我不能使用 xpath,因为 div 标签总是改变 position。
<div>
<h2><a class="slider-components__SectionLink-sc-1r2bduf-3 jchpWs" href="rightOne">Right!</a></h2>
<div class="Slider__SliderWrapper-sc-143uniy-0 jrPmnS">
<ul class="Slider__List-sc-143uniy-1 MTYOL">
the right ul
</ul>
</div>
</div>
<div>
<h2><a class="slider-components__SectionLink-sc-1r2bduf-3 jchpWs" href="wrongOne">Something else</a></h2>
<div class="Slider__SliderWrapper-sc-143uniy-0 jrPmnS">
<ul class="Slider__List-sc-143uniy-1 MTYOL">
the wrong ul
</ul>
</div>
</div>
I thought about using css
selector but I don't know how to, any help?我想过使用
css
选择器,但我不知道怎么做,有什么帮助吗?
You definitely CAN use xpath to access the href attribute AND it's contents:您绝对可以使用 xpath 访问 href 属性及其内容:
//a[contains(@href,'rightOne')]
and for the ul:对于 ul:
//h2/a[contains(@href,'rightOne')]/../following-sibling::div/ul
try xpath
试试
xpath
//a[@href='rightOne']/../following-sibling::div/ul
Explanation:解释:
You cannot use css_selector
or any other locator
since you are depending on a
tag and you have to traverse upwards in DOM first, we are using /..
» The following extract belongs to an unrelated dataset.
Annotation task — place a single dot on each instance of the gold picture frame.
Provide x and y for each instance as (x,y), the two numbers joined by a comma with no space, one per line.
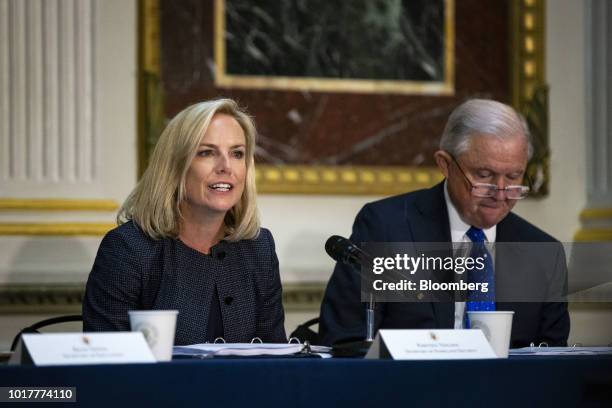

for that, alternatively you can use /parent::h2
and the next following-sibling
using /following-sibling::div
and then finally ul
child您不能使用
css_selector
或任何其他locator
,因为您依赖a
标签并且您必须首先在 DOM 中向上遍历,我们使用/..
为此,或者您可以使用/parent::h2
和下一个following-sibling
使用/following-sibling::div
然后最后是ul
child
You cannot get a parent element with css selector, as it's not possible.您无法使用 css 选择器获取父元素,因为这是不可能的。 Check here Is there a CSS parent selector?
检查这里是否有 CSS 父选择器?
In your case you would need to get the parent of a[href=rightOne]
and get the ul
of the following sibling.在您的情况下,您需要获取
a[href=rightOne]
的父级并获取以下兄弟的ul
。
With css you could use one of these locators:使用 css 您可以使用以下定位器之一:
div:nth-child(1) .Slider__SliderWrapper-sc-143uniy-0.jrPmnS>.Slider__List-sc-143uniy-1.MTYOL
Or或者
div:nth-child(1) .Slider__SliderWrapper-sc-143uniy-0.jrPmnS>ul
I would select any of XPaths proposed in other two answers if there are not restrictions on selectors.如果对选择器没有限制,我会 select 在其他两个答案中提出的任何 XPaths。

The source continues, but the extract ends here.